The effects of the experimental variables, including sex, age, weight, and timing of anesthesia (ketamine and isoflurane) administration on D2/D3 binding using hierarchical multiple regression are shown in . Based on the Welch two sample t-test, there was no significant sex-based difference in age (p=0.31), weight (p=0.11), ketamine timing (p=0.15), isoflurane timing (0.23), fallypride mass (=0.89) or AUCc (p=0.43). Also, there was no significant correlation between age, weight, ketamine timing, isoflurane timing and fallypride mass (μg/kg) explanatory parameters. Though all of the brain regions displayed higher average [F-18]fallypride binding in the females, the only region revealing a significant difference based on sex was the pituitary, with the females displaying 38% greater uptake. Further analysis considerations in the pituitary will be addressed in the Discussion. Within the brain, there were no significant differences (when corrected for multiple comparisons) in [F-18]fallypride binding due to age or weight when controlled for sex. As seen in the table the range in age (3.20 – 5.26 yrs) and weight (4.6 – 8.7 kg) of the subjects was relatively small. Shown in are the DVR values in the putamen and amygdala plotted as a function of age.

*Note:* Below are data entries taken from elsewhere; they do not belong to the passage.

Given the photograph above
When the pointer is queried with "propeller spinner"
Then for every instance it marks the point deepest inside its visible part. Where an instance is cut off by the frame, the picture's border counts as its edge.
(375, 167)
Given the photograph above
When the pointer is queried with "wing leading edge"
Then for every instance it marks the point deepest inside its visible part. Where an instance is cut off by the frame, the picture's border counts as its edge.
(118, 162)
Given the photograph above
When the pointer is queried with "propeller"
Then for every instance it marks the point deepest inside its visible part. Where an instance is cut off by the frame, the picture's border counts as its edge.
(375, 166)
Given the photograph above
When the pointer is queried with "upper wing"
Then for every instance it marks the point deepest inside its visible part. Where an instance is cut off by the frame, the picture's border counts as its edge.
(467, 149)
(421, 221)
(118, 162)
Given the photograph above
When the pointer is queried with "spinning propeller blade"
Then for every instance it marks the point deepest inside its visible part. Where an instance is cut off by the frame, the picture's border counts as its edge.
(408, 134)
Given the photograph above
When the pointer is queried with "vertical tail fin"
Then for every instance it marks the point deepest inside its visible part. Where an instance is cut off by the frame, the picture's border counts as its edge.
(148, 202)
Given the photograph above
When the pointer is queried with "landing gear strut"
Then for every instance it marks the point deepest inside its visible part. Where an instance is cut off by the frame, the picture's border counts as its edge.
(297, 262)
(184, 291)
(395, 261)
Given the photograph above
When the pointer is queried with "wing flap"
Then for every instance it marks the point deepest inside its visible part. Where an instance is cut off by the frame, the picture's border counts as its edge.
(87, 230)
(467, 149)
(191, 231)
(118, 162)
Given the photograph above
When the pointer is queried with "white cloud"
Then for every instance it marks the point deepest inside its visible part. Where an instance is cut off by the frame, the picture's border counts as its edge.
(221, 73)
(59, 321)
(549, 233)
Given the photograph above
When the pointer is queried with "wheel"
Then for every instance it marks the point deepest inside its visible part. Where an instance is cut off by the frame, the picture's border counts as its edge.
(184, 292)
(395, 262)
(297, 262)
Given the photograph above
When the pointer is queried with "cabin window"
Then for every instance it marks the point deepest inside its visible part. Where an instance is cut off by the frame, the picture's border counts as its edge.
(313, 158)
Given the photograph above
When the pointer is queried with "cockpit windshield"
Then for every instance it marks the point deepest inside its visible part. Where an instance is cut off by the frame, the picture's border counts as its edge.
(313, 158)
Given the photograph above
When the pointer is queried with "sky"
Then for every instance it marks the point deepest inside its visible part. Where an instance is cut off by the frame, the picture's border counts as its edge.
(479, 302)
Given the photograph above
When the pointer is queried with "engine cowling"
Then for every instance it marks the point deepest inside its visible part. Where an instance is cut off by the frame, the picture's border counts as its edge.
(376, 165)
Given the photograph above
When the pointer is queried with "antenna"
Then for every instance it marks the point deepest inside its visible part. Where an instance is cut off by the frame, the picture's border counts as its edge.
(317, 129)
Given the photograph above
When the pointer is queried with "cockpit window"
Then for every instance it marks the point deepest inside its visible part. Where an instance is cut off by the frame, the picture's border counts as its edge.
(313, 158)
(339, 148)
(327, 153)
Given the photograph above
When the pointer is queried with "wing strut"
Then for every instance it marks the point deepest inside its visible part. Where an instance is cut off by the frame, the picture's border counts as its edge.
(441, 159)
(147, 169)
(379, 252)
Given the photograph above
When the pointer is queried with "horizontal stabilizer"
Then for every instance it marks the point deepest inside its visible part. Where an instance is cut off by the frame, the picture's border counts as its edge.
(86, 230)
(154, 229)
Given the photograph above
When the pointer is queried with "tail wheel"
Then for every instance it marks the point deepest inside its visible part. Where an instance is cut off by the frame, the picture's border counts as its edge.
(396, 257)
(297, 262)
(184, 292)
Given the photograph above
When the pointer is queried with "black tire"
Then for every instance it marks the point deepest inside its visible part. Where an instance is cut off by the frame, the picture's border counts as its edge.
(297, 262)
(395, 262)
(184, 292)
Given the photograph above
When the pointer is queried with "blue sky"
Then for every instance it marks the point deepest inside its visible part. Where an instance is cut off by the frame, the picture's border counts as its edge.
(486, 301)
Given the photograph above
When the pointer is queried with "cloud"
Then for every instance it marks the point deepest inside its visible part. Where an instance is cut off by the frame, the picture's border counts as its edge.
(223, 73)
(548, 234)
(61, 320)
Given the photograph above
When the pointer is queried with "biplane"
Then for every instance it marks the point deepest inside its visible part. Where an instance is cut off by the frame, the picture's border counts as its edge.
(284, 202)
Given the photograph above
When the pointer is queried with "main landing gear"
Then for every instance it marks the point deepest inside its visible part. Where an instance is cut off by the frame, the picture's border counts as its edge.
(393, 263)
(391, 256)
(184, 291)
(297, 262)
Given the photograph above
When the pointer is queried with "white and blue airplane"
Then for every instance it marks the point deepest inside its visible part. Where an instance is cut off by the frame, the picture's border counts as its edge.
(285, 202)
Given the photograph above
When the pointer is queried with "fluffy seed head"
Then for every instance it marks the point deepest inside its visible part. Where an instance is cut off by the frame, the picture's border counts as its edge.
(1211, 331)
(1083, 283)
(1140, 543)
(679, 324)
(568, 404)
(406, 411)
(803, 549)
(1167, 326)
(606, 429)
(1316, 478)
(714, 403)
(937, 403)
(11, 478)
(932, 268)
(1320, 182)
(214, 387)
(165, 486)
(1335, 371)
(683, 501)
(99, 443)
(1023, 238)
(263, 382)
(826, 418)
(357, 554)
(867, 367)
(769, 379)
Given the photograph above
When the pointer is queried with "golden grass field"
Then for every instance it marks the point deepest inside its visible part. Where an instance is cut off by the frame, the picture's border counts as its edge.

Effects of DVR with Experimental Variables
DVR as a function of age in the regions of the putamen and amygdala for both females and males.
Fallypride Mass Effects
also gives the results for the correlation of [F-18]fallypride binding with the body mass scaled fallypride and total integrated nondisplaceable fallypride (AUCc). It can be seen that a statistically significant relationship with AUCc was measured in the substantia nigra, thalamus, and frontal cortex, with only the thalamus showing significance when corrected for multiple comparisons. The individual data points for four of the regions are shown in , using the native PET ROIs. Also plotted is the theoretical relationship between the measured binding (DVR-1) and the total integrated nondisplaceable fallypride (AUCc). This curve is included only to serve as an indicator of the theoretical mass dependent effects on DVR for constant values of Bmax and KD, which cannot be assumed for these data due to intersubject variability.